Scholastic hält die US-Rechte an Harry Potter und Hunger Games und hat "Clifford der große rote Hund" groß gemacht. Gerade hat die Firma ihr New Yorker Headquarter und ein Logistikzentrum für 400 Mio. $ verkauft, mietet beides aber für 15 bzw. 20 Jahre zurück. Mit dem Erlös werden Schulden gezahlt und eigene Aktien gekauft.
Was macht Scholastic sonst spannend?
Das Kerngeschäft: 60% vom 1,5 Mrd. $ Jahresumsatz kommen aus Buchmessen und Buchclubs an Schulen. Riesige LKWs fahren rollende Bücherregale in Turnhallen, Kinder können eine Woche lang shoppen. Dazu gibt's Flyer, über die Kinder bestellen können. Lehrer kriegen für jeden ausgegebenen Dollar einen Bonus für Klassenzimmer-Material.
Das Problem: Das Kerngeschäft wächst kaum. Scholastic hat erst 2024 das Umsatzniveau von 2019 erreicht. Knappe Schulbudgets und langfristig KI als Ersatz für Lernmaterialien (20% vom Umsatz) sind Gegenwind.
Die Zukunftswette: Der Entertainment-Bereich. Scholastic hat vor zwei Jahren das Animationsstudio 9 Story Media für fast 200 Mio. $ gekauft (21 Emmys). Statt auf Netflix zu warten, produziert die Firma eigene Serien, vertreibt sie über YouTube und macht Merch-Umsätze. Die YouTube-Follower sind zuletzt von 1,2 Mio. auf 2 Mio. in nur einem Quartal gewachsen. Dazu kommen Filme rund um Hunger Games und Harry Potter, die Buchverkäufe pushen könnten.

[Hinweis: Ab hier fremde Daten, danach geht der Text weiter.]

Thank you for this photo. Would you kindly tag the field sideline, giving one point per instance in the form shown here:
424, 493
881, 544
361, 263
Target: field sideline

Getrieben wird das Ganze von Großaktionärin Iole Lucchese, die als Chief Strategy Officer die Anteile 2021 vom verstorbenen Gründer Richard Robinson geerbt hat. Wenn sie es schafft, aus dem Entertainment-Bereich ein Medien-Imperium mit eigenen Marken zu bauen, wirken 800 Mio. $ Börsenwert (KGV 18) nicht wahnsinnig teuer. Aber das ist eine Zukunftswette bei einer Firma mit Gegenwind im Kerngeschäft.